In late February school board officials struggled to cut more than $22 million from its budget. In March 224 final layoff notices were approved during an emergency board meeting. The jobs ranged from clerical, secretaries, and custodial workers. The cuts also included positions in its special education segment. Sending large numbers of “final” layoff notices and then rehiring those people before the start of the year has become a dreaded annual ritual in recent years. “Staying financially sound is a delicate balancing act,” said Tillman.
“Eighty percent of our budget is personnel. We know it’s a painful process however, if we hire more teachers than we have money to pay for, that’s not only unfair to the employees, but it’s a recipe for financial disaster,” said Tillman.
“If state funding is cut by $22 million, we have $22 million less to spend. The bottom line is by insisting on a conservative approach to budget decision making we remain fiscally solvent.”
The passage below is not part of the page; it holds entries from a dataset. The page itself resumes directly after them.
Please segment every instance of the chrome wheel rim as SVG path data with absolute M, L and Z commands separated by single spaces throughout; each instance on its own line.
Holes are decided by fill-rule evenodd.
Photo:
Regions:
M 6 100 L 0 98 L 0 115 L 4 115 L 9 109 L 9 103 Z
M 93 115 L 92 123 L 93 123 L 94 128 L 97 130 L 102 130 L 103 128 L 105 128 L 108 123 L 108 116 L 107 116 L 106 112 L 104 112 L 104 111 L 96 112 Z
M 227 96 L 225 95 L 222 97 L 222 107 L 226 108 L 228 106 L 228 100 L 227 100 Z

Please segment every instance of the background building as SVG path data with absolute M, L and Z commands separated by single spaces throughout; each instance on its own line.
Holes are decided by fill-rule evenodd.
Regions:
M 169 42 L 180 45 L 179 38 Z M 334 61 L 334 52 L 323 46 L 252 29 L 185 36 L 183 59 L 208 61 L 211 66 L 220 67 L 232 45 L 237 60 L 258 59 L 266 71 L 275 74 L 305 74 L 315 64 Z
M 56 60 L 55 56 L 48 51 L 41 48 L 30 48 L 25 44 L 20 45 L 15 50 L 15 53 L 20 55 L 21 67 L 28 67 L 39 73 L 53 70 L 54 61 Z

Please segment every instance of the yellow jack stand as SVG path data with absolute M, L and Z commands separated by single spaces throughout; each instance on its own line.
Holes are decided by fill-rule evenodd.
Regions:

This school year, there are fewer teachers in the classroom, less per pupil dollars and an increase in the number of students per class. Before the recession, California spent more per student on K-12 education than most other states, ranking 23rd in the nation. In 2010, it ranked 35th, according to the latest figures released by the U.S. Census Bureau. As the state deals with perennial budget deficits, per pupil spending on K-12 education grew by just 2 percent from 2007 to 2010, much slower than the 10 percent rate of growth seen nationwide. All told, California spent about $9,375 on education per student in 2010, roughly 12 percent below the national average. Tillman said the severity of future per pupil spending cuts will also depend on voters. In November, a proposition will be put forward for special education funding. If it doesn't pass, the district will have to consider another $39 million in cuts. August 10, Dr. Marsden held a Gathering of Excellence meeting at the Coussoulis Arena, at Cal State San Bernardino.
A proponent of collaborative learning, Marsden told approximately 1,000 employees his vision includes parent, community, and school employee engagement.
“We serve one of the toughest districts in the U.S., and with the work that we’re going to do, we will change the face of education,” Marsden said. During his presentation, Marsden showed a slide that stated; Formula for Excellence: Mastery + Autonomy + Purpose = Excellence. One of the most important changes Marsden said will be a renewed focus on subjects such as science, social studies and the arts. In many schools, they received less attention in the push to improve math and reading scores. He told listeners he believes that divergent thinking is a way in which students can explore possible answers as well as possible questions. He also believes that greater learning happens in groups; whether it is teachers collaborating on effective teaching models or students engaging in academic dialogue to solve problems in math, science, reading, and the arts.
Marsden said the District is starting off the school year with 22 new principals to fill positions at nearly one third of its schools.
“These leaders will play a critical role as our district and our schools work to build a shared vision, which strengthens our mission to ensure all San Bernardino and Highland students are college and career-ready,” he said. The new principals are filling positions left vacant by their predecessors, many of whom decided to take the district's retirement incentives at the end of the last school year. The 22 new principals include principals Elizabeth Cochrane-Benoit and Alan Kay at the newly opened Norton Elementary and Indian Springs High Schools, respectively. The other 20 openings were created by principals retiring or getting hired away from their school.